Republican Study Committee Chairman August Pfuger (R-TX) released an outline for a second reconciliation package on Monday in an op-ed published in the Wall Street Journal. Congress passed President Donald Trump’s “Big, beautiful bill” through the reconciliation process earlier this year, which serves as a vehicle to pass a large chunk of the president’s agenda without having to reach the 60-vote threshold in the Senate.
The framework highlights three key areas the Republican wants to target: affordability, law and order, and the American family. The bill aims to lower the cost of housing and healthcare by expanding health savings accounts and would eliminate the capital-gains tax on primary residences.
“You asked why Republicans would run for Congress if not to do something good for the country,” the chairman wrote. “This is why: a second reconciliation bill that reduces healthcare and housing costs for American families. That’s consequential legislation, governing with a purpose, and we intend to deliver.”

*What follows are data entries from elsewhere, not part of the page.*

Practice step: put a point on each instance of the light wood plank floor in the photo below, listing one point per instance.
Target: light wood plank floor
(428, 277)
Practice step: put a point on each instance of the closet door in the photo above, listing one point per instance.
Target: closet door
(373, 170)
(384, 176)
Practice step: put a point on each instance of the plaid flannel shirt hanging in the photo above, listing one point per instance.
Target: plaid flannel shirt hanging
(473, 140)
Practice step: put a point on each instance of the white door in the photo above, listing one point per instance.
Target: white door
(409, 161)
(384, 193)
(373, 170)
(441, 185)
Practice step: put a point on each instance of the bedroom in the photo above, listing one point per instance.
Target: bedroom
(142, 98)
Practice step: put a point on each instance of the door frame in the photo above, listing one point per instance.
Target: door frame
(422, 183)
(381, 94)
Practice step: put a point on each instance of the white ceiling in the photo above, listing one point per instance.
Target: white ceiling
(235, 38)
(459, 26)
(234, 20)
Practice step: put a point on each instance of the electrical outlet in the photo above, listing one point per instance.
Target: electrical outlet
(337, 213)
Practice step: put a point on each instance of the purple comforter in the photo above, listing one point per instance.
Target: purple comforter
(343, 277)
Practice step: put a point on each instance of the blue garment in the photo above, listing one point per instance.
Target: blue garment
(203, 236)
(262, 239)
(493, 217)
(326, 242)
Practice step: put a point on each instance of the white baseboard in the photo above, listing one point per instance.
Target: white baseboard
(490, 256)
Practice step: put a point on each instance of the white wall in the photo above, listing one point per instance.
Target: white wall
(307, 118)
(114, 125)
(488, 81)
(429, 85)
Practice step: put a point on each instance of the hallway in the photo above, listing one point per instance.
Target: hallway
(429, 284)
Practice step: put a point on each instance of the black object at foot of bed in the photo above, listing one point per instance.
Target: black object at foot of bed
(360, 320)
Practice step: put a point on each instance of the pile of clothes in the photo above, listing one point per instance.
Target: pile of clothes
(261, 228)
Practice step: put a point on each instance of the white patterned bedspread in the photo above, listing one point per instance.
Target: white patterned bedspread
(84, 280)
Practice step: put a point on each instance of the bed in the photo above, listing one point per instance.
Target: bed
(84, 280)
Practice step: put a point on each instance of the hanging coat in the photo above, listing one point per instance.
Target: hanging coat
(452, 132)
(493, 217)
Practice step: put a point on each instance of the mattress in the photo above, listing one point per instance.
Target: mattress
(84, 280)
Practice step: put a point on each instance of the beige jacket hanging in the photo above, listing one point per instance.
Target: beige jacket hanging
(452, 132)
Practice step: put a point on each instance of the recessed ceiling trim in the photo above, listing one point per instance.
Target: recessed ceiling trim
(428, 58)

Addressing healthcare through a reconciliation package comes as the Obama-era subsidies are set to expire at the end of this year, which has caused a major divide in Congress. While Democrats have fought for longer extensions of the tax credits, many Republicans in the House want them to expire, but have yet to put together a unified plan to ensure premiums do not skyrocket.
Some Republican House members have expressed support and willingness to work with Democrats on a short-term extension of the subsidies, but that view is believed to lack sufficient support within the conference.
Lastly, members are expected to push their own agenda through discharge petitions, a type of measure that forces House leadership to bring up a vote on an issue that has majority support.
Speaker Mike Johnson (R-LA) has expressed his frustration with members’ use of the tool this Congress, as more lawmakers have vowed to bring forward the petitions following the successful effort to release the Epstein files.
Rep. Anna Paulina Luna (R-FL) has vowed to advance a petition on a stock trading ban for members of Congress if the committee of jurisdiction does not move ahead with legislation.
Rep. Brian Fitzpatrick (R-PA) alerted GOP leadership he would be moving forward with a discharge petition to impose sanctions on Russia after both chambers delayed the bill at the request of the White House, despite extensive support in both parties.
“We have officially notified both the Clerk of the House and House leadership of our discharge petition to force a vote on crushing Russian sanctions immediately upon our return,” he wrote on X.